Options used in both conditions include:
- Intravenous corticosteroid therapy to reduce inflammation and relieve symptoms
- Oral steroids to follow up the IV treatment and continue controlling inflammation
- Plasma exchange that recycles red blood cells but removes the plasma that contains the offending antibodies, with donor or synthetic plasma replacement
- Immunosuppressants that aggressively douse the immune system, reducing its ability to create the attacking antibodies
- A particular type of chemotherapy that is often used to treat leukemia and lymphoma that can destroy the offenders
In both diseases, patients may not experience long term effects, but in some cases, there is permanent damage that causes disability and difficulty performing normal daily tasks.
Transverse myelitis and multiple sclerosis: conditions and differences
There are some things that help distinguish the difference between transverse myelitis and multiple sclerosis, including some symptoms that are exclusive to one or the other. For example, only patients with transverse myelitis typically experience severe sensitivity to touch, so that the slightest brush over the skin is uncomfortable, as if someone is poking a bruise. In MS, a patient might experience extreme stiffness or spasms in the limbs. However, this usually only occurs with permanent nerve damage after an attack of transverse myelitis and not as a symptom.
Other differences include:
- Relapses – In the vast majority of cases, transverse myelitis doesn’t have any relapses, while that is a major indication of MS. In fact, MS won’t be diagnosed unless there have been at least two episodes.
- MRI – An MRI of a patient with transverse myelitis will show no lesions, or areas of inflammation, in the brain. With MS, there will be at least two lesions developed on at least two separate occasions.
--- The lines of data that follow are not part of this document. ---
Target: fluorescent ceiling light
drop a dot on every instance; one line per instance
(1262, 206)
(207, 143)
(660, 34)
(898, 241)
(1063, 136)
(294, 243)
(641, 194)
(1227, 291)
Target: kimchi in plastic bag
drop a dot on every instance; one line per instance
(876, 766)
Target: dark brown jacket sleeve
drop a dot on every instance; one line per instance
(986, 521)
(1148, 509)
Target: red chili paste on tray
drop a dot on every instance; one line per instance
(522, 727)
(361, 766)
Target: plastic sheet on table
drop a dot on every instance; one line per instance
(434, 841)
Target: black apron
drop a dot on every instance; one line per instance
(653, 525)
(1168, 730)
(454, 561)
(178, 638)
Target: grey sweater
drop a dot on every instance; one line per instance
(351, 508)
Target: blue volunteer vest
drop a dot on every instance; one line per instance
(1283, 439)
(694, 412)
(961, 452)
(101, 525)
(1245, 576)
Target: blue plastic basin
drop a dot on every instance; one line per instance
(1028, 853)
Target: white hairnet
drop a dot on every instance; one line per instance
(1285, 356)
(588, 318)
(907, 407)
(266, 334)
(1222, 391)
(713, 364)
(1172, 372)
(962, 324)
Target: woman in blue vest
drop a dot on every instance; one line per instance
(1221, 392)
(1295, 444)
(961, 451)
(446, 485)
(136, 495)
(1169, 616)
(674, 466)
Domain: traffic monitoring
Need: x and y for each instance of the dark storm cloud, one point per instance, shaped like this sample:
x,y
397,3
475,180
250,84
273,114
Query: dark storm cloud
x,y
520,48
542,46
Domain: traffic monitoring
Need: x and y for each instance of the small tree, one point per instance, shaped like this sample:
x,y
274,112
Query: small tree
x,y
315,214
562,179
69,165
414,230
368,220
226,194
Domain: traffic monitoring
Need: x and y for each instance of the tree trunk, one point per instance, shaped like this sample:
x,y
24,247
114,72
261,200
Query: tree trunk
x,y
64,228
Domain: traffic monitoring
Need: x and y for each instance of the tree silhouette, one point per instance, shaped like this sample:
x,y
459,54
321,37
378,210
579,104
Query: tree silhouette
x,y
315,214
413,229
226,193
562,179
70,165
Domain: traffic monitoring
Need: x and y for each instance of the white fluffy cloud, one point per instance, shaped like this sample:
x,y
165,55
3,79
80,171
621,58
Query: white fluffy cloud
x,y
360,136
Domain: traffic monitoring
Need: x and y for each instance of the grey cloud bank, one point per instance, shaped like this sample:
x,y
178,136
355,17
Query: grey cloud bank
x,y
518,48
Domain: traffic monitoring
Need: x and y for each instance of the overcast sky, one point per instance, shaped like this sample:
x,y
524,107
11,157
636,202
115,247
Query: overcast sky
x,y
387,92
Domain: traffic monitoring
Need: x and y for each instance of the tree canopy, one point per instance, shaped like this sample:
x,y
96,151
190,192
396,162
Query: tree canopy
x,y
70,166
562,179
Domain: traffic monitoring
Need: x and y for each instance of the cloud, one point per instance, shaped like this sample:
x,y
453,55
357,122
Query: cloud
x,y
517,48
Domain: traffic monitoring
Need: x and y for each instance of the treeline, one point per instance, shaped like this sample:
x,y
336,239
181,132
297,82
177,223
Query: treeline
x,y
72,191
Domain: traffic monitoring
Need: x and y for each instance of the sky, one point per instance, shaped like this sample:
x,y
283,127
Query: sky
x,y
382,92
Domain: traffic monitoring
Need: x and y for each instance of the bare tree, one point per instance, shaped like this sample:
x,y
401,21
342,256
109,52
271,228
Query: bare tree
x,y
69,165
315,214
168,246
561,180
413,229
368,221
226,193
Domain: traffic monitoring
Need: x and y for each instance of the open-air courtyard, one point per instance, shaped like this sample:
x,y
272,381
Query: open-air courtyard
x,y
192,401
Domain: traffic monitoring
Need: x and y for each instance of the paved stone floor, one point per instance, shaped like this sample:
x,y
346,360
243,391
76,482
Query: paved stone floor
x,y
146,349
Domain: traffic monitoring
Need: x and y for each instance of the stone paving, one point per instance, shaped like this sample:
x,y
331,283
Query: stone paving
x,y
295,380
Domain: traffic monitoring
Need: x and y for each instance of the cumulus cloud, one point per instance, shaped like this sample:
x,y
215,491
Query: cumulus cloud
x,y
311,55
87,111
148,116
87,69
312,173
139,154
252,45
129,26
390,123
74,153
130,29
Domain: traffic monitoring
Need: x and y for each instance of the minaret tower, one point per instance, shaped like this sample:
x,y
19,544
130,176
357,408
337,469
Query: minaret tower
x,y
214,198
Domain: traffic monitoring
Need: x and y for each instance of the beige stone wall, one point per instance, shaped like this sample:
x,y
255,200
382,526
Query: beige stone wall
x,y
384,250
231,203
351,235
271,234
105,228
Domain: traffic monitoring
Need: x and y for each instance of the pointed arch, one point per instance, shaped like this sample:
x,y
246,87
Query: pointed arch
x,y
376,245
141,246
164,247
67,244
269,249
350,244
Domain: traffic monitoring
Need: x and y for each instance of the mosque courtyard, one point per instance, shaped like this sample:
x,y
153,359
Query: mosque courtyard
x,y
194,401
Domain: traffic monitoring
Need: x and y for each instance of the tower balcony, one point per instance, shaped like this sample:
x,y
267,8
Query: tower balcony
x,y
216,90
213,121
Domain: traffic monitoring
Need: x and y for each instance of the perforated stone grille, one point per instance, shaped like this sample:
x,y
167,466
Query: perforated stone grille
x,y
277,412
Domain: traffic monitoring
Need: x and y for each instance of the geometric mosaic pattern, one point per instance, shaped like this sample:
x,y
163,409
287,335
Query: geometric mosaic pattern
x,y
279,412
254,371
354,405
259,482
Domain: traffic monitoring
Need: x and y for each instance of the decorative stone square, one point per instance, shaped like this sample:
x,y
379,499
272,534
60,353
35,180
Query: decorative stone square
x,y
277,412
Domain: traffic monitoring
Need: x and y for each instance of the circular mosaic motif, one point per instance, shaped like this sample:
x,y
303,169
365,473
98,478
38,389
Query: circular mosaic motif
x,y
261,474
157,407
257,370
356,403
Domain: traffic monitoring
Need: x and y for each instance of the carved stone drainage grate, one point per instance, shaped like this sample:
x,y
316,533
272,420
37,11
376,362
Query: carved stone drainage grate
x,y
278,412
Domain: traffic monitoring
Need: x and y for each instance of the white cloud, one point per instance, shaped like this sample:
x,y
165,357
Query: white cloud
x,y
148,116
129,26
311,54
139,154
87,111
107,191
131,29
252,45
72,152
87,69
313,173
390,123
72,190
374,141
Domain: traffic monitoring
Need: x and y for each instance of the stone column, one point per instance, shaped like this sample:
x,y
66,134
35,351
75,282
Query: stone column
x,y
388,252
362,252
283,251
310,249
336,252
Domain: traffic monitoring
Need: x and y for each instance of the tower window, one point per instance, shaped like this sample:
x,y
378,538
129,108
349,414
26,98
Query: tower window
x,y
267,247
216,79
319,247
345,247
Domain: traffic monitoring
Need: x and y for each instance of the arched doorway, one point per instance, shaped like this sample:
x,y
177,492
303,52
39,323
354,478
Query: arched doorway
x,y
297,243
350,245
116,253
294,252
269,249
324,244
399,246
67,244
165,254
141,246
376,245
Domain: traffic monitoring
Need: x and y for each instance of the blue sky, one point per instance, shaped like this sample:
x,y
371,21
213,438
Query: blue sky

- Beta interferons and other disease modifying therapies (DMTs) are often prescribed for multiple sclerosis but are not used in transverse myelitis.
- An additional test, an evoked potential test, will be ordered to help in the diagnosis of MS but is not typically used in diagnosing transverse myelitis.
- While either condition can be diagnosed at any age, the majority of patients with multiple sclerosis are diagnosed between the ages of eighteen and forty. By contrast, transverse myelitis is most often experienced in patients between the ages of ten and nineteen or between thirty and thirty-nine.
- Multiple sclerosis is much more prevalent than transverse myelitis. The former is estimated to affect about one million Americans, while transverse myelitis is only estimated to appear in less than two thousand patients annually.
- While exposure to certain infections might be a risk factor for MS, transverse myelitis almost always follows an infection involving:
- Zoster viruses, such as chickenpox and shingles
- Other herpesvirus strains, especially Epstein-Barr, herpes simplex, and cytomegalovirus
- Flu, echovirus, or rubella
- Bacterial skin infections or bacterial pneumonia
- HIV and hepatitis A
In some cases, it seems that developing transverse myelitis can be the initial introduction of multiple sclerosis, but that’s not necessarily the case. In fact, even though the diseases are both autoimmune, neurological conditions, they are mutually exclusive and have a very different pattern of destruction of myelin. It’s important to determine the difference, since transverse myelitis can cause severe and permanent damage, while multiple sclerosis is a progressive disease that requires long term management.